Papa’nın Nisan ayının ilk cumartesi günü hayata veda etmesi bile bu sembolik çerçeveye uygun oldu. İnanışa göre Fatimalı Meryem, ocak ile mayıs aylarının ilk cumartesi günü ölenleri doğrudan cennete götürme vaadinde bulunuyordu.

Sadece Palermo değil, Slovakyalı rahip Sebastiano Labo da, suikastın Fatima ile ilişkisi üzerinde durduğu ‘Fatima’nın ışığında Papa suikastı’ adlı kitabında Fatima kültünün Jean Paul II.’nin dönemindeki ağırlığını savunuyordu rahip Labo. Ağca suikastı 13 Mayıs 1981’de Fatima gününde gerçekleşiyor, bir yıl sonra yine 13 Mayıs’ta bu kez Papa Fatima’dayken İspanyol rahip Fernandez Krohn, ‘Kahrolsun Papa ve İkinci Vatikan’ diye bağırarak saldırıya geçiyordu. Peru’da Maocu gerillalardan, Bosna’da 1997’de yine ülkücü ve İranlı Müslüman militanların ortak girişimine kadar yedi kez daha suikast girişimi ile karşı karşıya kaldı Papa. Tesadüfler mi yoksa senaryolar mı hálá kesin değil ama, olaylar Fatima’nın kehanetlerini ve sembolik anlamını yayıyordu dünyaya.

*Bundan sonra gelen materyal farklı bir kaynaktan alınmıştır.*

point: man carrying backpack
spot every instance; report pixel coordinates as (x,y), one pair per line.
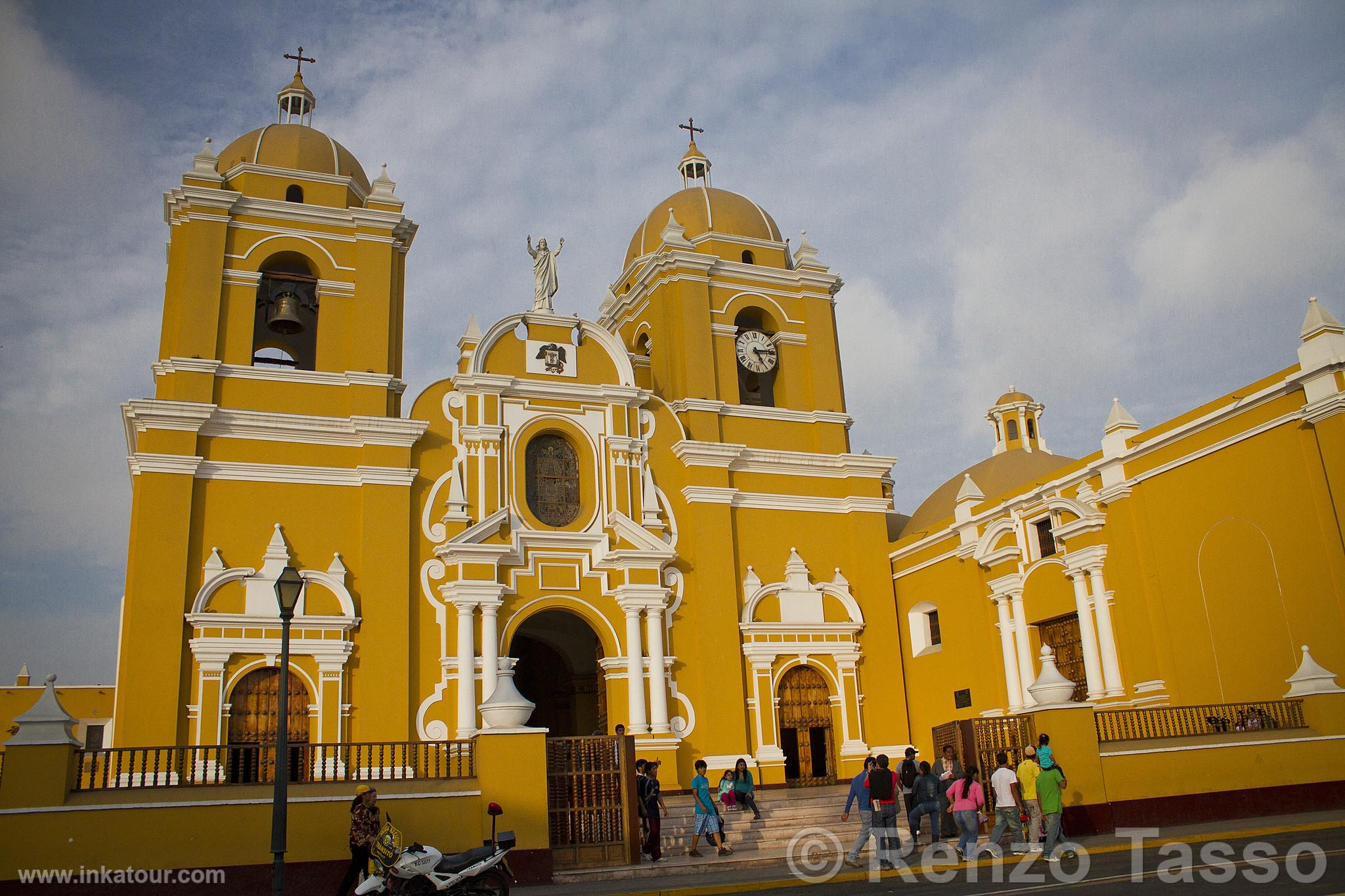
(907,773)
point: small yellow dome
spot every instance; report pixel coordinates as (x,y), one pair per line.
(296,147)
(1015,395)
(701,210)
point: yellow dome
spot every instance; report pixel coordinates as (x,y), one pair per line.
(296,147)
(701,210)
(994,476)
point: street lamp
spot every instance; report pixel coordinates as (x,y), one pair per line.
(288,587)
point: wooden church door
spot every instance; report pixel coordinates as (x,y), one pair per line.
(806,729)
(254,726)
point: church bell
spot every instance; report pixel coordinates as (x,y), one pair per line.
(283,314)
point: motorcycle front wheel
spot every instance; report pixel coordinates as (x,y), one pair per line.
(490,883)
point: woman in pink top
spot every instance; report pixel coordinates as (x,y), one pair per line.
(967,800)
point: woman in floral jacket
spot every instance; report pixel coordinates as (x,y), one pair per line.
(363,832)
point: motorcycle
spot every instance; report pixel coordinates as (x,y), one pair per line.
(417,870)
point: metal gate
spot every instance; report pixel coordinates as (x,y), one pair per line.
(591,801)
(979,739)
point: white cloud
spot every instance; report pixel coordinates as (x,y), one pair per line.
(1084,200)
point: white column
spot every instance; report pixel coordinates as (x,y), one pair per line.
(1106,637)
(1020,629)
(635,721)
(490,648)
(658,673)
(1012,680)
(1093,667)
(466,671)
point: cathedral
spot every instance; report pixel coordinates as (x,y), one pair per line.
(654,519)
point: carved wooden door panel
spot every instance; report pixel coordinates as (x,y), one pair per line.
(254,727)
(806,727)
(1061,636)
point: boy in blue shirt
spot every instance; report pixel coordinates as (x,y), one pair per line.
(707,819)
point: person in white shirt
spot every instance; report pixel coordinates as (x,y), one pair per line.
(1003,784)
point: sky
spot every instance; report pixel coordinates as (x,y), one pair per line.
(1083,200)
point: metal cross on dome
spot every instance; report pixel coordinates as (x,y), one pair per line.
(299,61)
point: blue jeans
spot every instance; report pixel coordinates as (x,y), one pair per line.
(865,832)
(1007,819)
(1052,834)
(933,809)
(969,825)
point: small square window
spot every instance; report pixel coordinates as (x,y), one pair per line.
(1046,538)
(93,736)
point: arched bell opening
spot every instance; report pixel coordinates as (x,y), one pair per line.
(557,667)
(287,313)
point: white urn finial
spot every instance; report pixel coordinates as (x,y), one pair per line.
(1052,689)
(1312,679)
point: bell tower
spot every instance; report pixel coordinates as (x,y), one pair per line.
(275,429)
(725,323)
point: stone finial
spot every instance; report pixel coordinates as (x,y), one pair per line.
(1052,689)
(674,234)
(382,190)
(1119,418)
(1312,679)
(1319,320)
(46,723)
(806,255)
(969,490)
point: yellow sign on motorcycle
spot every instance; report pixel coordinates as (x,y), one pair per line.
(387,845)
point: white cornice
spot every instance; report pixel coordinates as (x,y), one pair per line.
(245,472)
(179,464)
(767,501)
(517,387)
(782,414)
(276,373)
(238,423)
(741,458)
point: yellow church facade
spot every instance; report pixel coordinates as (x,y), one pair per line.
(654,519)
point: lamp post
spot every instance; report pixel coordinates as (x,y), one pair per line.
(288,587)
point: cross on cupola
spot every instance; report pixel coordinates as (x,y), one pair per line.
(296,100)
(300,60)
(694,164)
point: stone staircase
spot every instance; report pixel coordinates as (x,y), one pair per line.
(755,844)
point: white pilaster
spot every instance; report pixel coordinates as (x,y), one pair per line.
(658,673)
(1013,683)
(1093,666)
(466,671)
(1106,636)
(636,723)
(1020,629)
(490,648)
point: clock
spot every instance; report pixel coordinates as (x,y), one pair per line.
(757,351)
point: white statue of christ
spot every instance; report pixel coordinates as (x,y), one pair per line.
(544,272)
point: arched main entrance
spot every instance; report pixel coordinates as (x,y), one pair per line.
(558,670)
(254,726)
(806,729)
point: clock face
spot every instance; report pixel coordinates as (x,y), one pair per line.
(757,351)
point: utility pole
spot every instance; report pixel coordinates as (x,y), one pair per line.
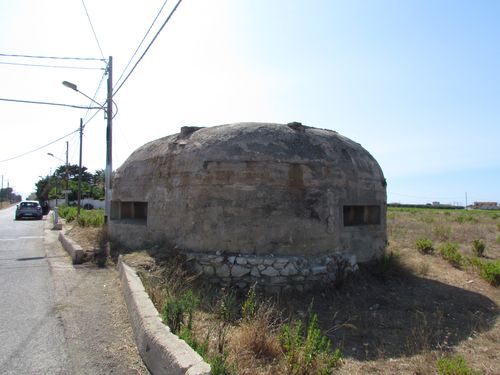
(109,142)
(67,176)
(80,171)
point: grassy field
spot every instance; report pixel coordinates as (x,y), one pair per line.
(431,305)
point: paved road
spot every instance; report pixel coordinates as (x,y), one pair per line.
(31,335)
(56,318)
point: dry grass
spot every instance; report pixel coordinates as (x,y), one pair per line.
(399,315)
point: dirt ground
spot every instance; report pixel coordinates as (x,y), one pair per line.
(403,316)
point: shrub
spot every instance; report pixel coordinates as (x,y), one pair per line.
(249,307)
(88,218)
(462,218)
(449,251)
(489,271)
(424,246)
(308,352)
(454,366)
(441,232)
(178,311)
(478,247)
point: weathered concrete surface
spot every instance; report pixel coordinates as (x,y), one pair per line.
(162,351)
(252,188)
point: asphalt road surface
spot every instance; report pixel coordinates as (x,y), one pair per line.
(56,318)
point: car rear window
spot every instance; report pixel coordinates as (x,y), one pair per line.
(29,204)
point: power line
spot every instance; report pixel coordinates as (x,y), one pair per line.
(149,46)
(142,41)
(47,103)
(53,57)
(52,66)
(39,148)
(92,27)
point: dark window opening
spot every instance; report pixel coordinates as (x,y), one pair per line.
(361,215)
(137,211)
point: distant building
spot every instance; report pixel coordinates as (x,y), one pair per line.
(486,206)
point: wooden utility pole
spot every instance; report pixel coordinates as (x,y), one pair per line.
(80,171)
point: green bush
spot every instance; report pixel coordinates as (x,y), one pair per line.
(449,251)
(308,352)
(178,311)
(441,232)
(454,366)
(249,307)
(424,246)
(489,271)
(87,218)
(478,247)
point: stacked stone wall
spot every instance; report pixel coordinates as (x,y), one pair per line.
(272,273)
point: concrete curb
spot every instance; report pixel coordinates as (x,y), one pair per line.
(73,249)
(161,350)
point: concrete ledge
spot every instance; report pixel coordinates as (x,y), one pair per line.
(73,249)
(161,350)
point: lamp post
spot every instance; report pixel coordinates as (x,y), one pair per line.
(66,191)
(109,133)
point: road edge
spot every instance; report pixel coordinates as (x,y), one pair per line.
(161,350)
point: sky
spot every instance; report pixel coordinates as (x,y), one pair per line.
(415,82)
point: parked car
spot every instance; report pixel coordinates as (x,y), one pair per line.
(29,209)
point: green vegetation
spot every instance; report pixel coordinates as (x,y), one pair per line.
(489,271)
(478,247)
(308,352)
(454,366)
(424,246)
(449,251)
(87,218)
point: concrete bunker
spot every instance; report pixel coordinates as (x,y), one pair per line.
(278,204)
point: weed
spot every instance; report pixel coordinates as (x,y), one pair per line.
(449,251)
(249,306)
(308,352)
(489,271)
(423,268)
(454,366)
(87,218)
(462,218)
(101,253)
(220,366)
(178,311)
(441,232)
(427,219)
(478,247)
(259,334)
(424,246)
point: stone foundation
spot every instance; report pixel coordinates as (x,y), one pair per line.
(272,273)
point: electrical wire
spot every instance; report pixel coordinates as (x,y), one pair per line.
(46,103)
(148,47)
(54,57)
(52,66)
(142,41)
(92,27)
(39,148)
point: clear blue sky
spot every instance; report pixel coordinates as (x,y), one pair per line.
(417,83)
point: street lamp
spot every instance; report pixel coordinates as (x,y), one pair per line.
(109,133)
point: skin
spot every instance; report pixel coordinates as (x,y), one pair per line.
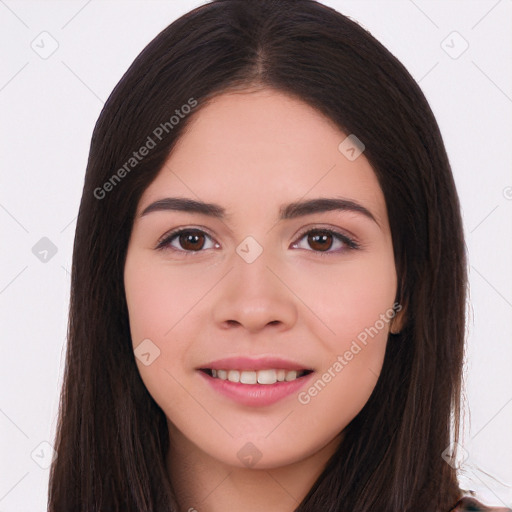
(252,151)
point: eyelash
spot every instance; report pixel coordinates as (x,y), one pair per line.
(350,244)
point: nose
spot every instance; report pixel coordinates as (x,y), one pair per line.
(255,296)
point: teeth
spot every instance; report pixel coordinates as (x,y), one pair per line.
(257,377)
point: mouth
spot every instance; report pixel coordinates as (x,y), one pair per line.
(253,377)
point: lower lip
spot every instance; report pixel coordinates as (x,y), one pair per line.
(256,394)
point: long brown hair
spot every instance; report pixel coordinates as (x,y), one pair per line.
(112,437)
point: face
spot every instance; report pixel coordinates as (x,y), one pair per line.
(270,279)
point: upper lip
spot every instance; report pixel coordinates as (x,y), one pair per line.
(247,363)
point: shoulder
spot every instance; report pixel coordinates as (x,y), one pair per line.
(468,504)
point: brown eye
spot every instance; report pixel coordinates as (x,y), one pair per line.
(191,240)
(186,241)
(325,241)
(320,240)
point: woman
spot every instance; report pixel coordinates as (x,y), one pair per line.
(269,276)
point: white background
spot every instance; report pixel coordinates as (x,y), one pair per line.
(48,111)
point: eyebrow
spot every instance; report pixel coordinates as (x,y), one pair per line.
(286,212)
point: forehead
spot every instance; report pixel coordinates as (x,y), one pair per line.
(256,148)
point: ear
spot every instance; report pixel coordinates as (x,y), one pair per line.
(398,321)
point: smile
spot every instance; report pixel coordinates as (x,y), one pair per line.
(267,377)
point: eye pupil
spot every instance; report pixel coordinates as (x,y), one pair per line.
(317,240)
(189,240)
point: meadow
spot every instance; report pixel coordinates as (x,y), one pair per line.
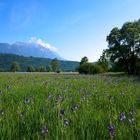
(37,106)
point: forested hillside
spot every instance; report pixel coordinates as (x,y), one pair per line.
(7,59)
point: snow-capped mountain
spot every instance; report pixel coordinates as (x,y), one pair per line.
(35,49)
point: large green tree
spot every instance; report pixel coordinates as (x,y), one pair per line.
(84,60)
(124,46)
(54,65)
(15,67)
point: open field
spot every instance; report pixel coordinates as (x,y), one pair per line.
(69,107)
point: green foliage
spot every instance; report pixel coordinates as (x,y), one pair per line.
(124,46)
(15,67)
(54,65)
(88,68)
(41,69)
(7,59)
(100,101)
(104,61)
(30,68)
(84,60)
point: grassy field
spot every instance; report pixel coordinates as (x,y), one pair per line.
(69,107)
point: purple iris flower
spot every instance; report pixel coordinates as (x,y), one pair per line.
(66,122)
(44,130)
(132,112)
(0,91)
(121,92)
(26,100)
(8,86)
(131,120)
(122,117)
(1,112)
(111,129)
(74,107)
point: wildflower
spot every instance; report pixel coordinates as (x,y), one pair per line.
(131,120)
(74,107)
(0,91)
(82,98)
(66,122)
(21,114)
(111,129)
(48,96)
(132,112)
(1,112)
(110,97)
(122,117)
(62,111)
(8,86)
(26,100)
(79,89)
(121,92)
(44,130)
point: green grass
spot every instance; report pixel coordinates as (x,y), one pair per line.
(101,106)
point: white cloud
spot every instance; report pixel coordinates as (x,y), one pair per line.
(42,43)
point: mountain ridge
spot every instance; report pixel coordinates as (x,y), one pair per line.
(7,59)
(29,49)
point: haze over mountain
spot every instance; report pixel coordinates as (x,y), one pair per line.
(34,47)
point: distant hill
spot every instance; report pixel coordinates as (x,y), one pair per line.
(29,49)
(7,59)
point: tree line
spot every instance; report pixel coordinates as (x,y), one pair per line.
(53,67)
(122,55)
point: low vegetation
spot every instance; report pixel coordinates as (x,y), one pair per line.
(62,107)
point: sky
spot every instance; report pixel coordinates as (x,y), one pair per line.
(73,28)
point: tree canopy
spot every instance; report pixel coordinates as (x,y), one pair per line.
(15,67)
(124,46)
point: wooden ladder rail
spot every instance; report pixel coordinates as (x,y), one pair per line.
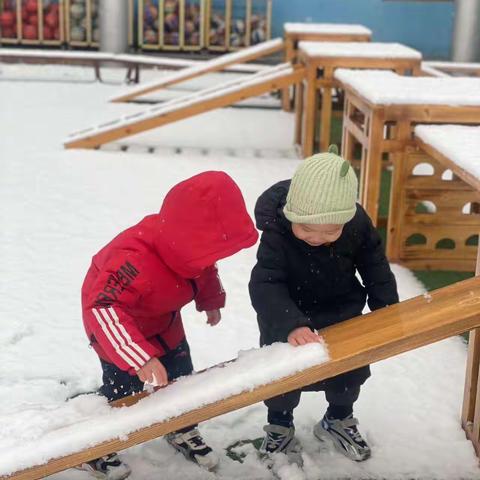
(352,344)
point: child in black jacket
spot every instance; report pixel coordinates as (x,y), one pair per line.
(315,238)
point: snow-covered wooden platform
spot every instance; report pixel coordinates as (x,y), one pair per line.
(351,344)
(214,65)
(321,60)
(379,99)
(435,222)
(318,32)
(271,79)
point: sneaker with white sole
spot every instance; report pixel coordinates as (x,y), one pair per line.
(279,439)
(194,448)
(109,467)
(345,436)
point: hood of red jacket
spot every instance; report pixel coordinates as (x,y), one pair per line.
(202,220)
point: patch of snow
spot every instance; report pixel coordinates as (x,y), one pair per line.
(387,88)
(459,143)
(327,28)
(358,49)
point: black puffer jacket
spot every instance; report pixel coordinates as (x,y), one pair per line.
(294,284)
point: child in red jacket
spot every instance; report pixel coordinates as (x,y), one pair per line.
(138,283)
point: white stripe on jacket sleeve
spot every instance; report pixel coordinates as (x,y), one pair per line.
(127,336)
(127,346)
(115,345)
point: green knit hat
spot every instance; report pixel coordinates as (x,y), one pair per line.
(323,190)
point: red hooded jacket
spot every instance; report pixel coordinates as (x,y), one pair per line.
(137,284)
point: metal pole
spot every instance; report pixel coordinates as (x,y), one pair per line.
(114,26)
(466,33)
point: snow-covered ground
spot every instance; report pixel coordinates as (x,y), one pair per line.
(59,207)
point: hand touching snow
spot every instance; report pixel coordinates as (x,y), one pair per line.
(302,336)
(213,317)
(154,373)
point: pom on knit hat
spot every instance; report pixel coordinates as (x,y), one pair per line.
(323,190)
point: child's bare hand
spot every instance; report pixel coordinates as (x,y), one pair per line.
(153,372)
(302,336)
(213,317)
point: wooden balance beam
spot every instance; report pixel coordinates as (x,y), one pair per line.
(268,80)
(216,64)
(352,344)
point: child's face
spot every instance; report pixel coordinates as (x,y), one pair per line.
(316,235)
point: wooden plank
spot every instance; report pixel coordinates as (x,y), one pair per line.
(361,341)
(214,65)
(448,163)
(188,106)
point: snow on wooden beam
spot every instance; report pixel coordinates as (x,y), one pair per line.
(219,96)
(363,340)
(245,55)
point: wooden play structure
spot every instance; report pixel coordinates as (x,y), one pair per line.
(320,60)
(267,80)
(294,33)
(209,66)
(434,207)
(351,344)
(382,109)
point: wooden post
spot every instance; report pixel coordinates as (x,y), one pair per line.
(310,108)
(397,196)
(326,112)
(299,95)
(289,57)
(372,166)
(471,407)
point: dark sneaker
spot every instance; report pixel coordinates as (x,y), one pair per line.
(345,436)
(194,448)
(109,467)
(280,439)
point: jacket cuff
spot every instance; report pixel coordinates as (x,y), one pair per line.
(214,303)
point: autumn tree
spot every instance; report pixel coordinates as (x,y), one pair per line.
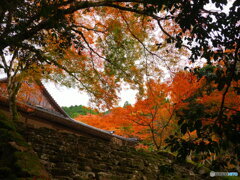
(101,43)
(198,116)
(77,38)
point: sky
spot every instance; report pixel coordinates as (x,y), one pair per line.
(69,96)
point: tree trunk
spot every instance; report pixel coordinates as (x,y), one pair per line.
(13,88)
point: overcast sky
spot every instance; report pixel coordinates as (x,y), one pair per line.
(68,96)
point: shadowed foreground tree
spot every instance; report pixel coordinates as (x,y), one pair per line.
(101,43)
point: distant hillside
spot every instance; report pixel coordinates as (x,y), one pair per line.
(74,111)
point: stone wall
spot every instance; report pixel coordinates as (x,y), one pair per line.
(67,156)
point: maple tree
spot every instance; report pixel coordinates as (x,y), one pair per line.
(77,37)
(202,132)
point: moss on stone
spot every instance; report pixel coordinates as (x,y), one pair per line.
(17,159)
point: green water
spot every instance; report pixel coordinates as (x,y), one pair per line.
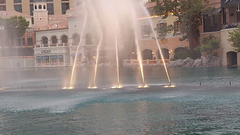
(210,109)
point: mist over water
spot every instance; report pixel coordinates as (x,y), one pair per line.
(33,101)
(189,108)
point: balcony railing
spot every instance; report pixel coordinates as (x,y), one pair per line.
(144,62)
(52,45)
(231,25)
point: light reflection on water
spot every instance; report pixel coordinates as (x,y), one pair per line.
(128,76)
(155,110)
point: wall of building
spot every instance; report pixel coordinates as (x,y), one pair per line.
(17,62)
(26,6)
(226,46)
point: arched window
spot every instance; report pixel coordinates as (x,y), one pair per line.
(64,39)
(165,53)
(76,39)
(88,39)
(44,40)
(54,40)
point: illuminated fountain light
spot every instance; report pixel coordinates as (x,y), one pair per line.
(143,86)
(117,87)
(95,87)
(170,86)
(67,88)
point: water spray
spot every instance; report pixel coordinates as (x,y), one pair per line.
(159,48)
(75,59)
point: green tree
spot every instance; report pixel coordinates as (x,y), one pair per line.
(189,15)
(15,26)
(164,30)
(234,38)
(209,45)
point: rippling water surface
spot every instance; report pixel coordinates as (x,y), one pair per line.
(212,108)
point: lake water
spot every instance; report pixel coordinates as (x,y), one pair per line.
(34,103)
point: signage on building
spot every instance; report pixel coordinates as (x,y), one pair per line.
(46,51)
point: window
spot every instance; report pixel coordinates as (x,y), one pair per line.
(30,42)
(177,26)
(146,31)
(161,24)
(2,1)
(64,39)
(17,1)
(88,39)
(18,8)
(45,40)
(54,40)
(50,8)
(212,22)
(76,39)
(60,58)
(2,7)
(65,7)
(31,9)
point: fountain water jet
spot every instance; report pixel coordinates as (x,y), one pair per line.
(155,37)
(75,59)
(117,60)
(139,55)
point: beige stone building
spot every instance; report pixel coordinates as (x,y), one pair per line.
(54,7)
(219,22)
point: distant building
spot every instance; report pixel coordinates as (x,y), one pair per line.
(218,22)
(54,7)
(57,42)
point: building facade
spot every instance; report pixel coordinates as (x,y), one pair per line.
(219,22)
(55,7)
(57,43)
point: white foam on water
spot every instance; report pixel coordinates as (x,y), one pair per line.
(55,104)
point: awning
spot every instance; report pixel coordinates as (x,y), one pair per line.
(73,54)
(38,57)
(45,57)
(53,56)
(214,11)
(60,56)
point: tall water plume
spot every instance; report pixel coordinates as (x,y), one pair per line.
(156,39)
(139,54)
(79,45)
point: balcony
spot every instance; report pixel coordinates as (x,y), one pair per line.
(52,45)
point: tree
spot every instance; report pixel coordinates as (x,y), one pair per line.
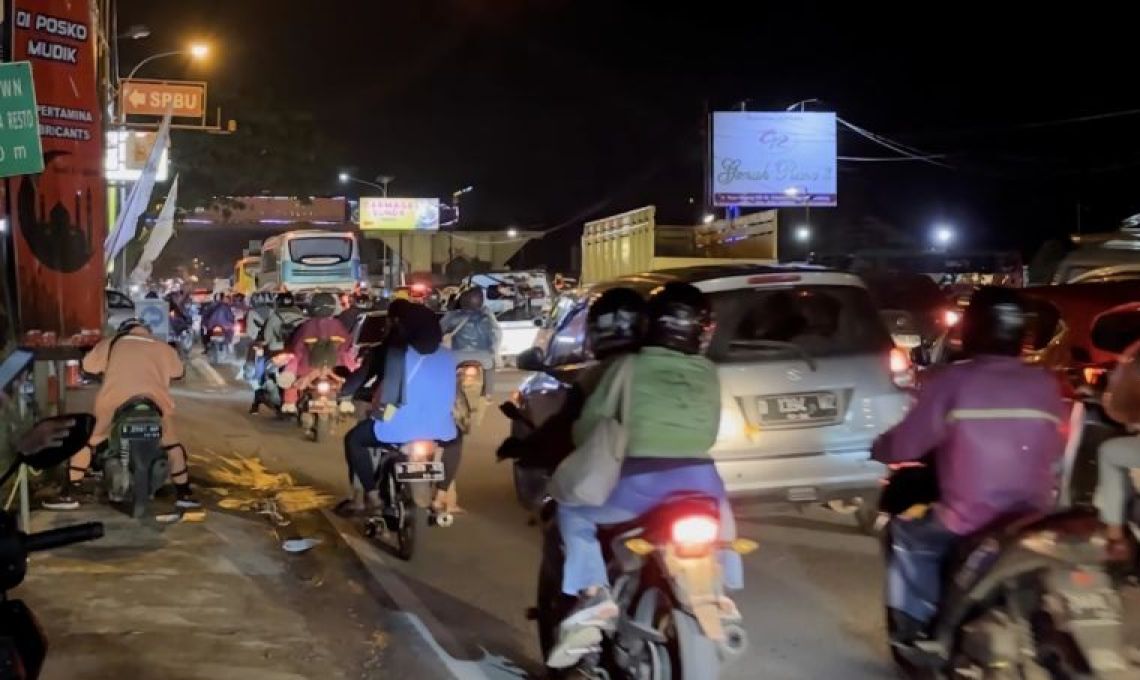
(275,151)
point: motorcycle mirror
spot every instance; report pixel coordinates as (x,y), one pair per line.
(83,424)
(531,359)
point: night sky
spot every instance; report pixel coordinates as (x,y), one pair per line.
(560,111)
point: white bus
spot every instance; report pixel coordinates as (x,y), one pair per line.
(309,261)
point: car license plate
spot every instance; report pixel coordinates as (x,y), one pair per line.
(141,431)
(807,407)
(426,471)
(1096,605)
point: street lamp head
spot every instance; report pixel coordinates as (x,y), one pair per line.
(943,235)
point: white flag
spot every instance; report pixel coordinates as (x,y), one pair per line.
(163,229)
(139,196)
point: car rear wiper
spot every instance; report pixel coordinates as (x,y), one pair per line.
(778,345)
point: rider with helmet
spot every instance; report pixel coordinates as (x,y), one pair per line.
(318,346)
(359,305)
(1120,455)
(285,318)
(133,363)
(667,454)
(219,314)
(993,427)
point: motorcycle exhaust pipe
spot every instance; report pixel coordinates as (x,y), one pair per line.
(735,641)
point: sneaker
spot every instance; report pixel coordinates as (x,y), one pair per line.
(186,501)
(729,610)
(580,633)
(64,501)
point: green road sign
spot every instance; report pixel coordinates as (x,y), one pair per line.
(19,123)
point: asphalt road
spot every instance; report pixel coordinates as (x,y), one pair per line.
(812,602)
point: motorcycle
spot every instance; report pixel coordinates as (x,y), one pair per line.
(1028,597)
(133,462)
(666,580)
(407,477)
(316,407)
(23,645)
(217,345)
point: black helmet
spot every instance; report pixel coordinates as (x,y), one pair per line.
(471,298)
(323,305)
(994,322)
(130,324)
(678,316)
(616,322)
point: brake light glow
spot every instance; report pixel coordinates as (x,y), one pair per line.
(421,451)
(902,370)
(694,535)
(1092,374)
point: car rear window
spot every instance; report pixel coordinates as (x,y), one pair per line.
(771,324)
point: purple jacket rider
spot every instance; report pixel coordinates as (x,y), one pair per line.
(994,427)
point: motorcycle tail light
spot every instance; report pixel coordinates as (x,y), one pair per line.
(420,451)
(694,535)
(902,370)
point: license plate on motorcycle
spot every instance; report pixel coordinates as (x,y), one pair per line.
(806,407)
(141,431)
(428,471)
(1094,605)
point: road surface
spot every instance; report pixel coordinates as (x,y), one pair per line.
(812,602)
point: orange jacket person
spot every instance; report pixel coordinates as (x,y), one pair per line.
(133,363)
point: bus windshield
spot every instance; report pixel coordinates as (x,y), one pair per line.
(320,250)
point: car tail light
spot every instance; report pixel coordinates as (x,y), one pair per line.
(902,370)
(1092,374)
(694,535)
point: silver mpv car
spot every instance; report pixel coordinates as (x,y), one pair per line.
(808,375)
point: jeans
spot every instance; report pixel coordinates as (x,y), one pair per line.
(635,495)
(918,551)
(1118,456)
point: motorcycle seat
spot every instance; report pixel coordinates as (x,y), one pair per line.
(137,403)
(660,516)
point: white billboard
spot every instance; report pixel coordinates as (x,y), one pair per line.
(773,159)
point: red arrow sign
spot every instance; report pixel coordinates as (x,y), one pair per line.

Fatima, Portekiz’de Cova da Iria’da bulunuyor. Sadece Hıristiyanlar değil, Fatima’nın Hazreti Muhammed’in kızı Hazreti Fatma olduğuna inanan Şii Müslümanlar için de önemli bir ziyaret yeri. Burada Hazreti Meryem’in 1917 yılında üç küçük çoban çocuğa göründüğü söyleniyor. O yıl, mayıstan ekime kadar her ayın 13’ünde görünen Meryem Ana üç kehanette bulunuyor. İlk iki kehanet 1942’de İkinci Dünya Savaşı’ndan hemen önce açıklanıyor Vatikan tarafından. Bunlar, Rusya’nın dinden uzaklaşmasının insanlığa getireceği acıları, ikinci dünya savaşını ve ancak Rusya’nın dine dönüşü ile barış döneminin başlayacağını söylüyor. Üçüncüsü ise uzun yıllar Vatikan tarafından sır olarak saklandıktan sonra suikast girişimlerinden çok sonra, yakın bir zamanda Papa II. Jean Paul tarafından açıklandı. Beyaz elbiseli bir din adamı açılan ateş neticesinde yere yıkılacaktı. Bu son kehanet gizliydi ama suikastlerin arkasındaki büyük aktörlerin bunu bildikleri iddia edildi hep. Kehanetlerdeki komünizm karşıtı ve ‘Kilise’ye terörist saldırı’ mesajları ile siyasi telkinler, kitlelere ulaştı.

* * *

PAPA JEAN PAUL
, dünyayı gezen Papa sıfatıyla sempati topladı ama hayatın gerçeğine uymayan aşırı muhafazakar yorumları etkili olmadı.

Şimdi kardinaller yeni Papa’yı seçmek için toplanıyor. İnsanlığın karşısındaki büyük sorunlara çözüm getirecek bir Papa aranıyor.

Avrupalı ve Amerikalı kardinallere göre büyük sorunların başında ise ne geliyor biliyor musunuz? ‘Agresif laiklik!’

Bilmem ki yeni Papa’nın misyonu hakkında ipucu sayılır mı bu?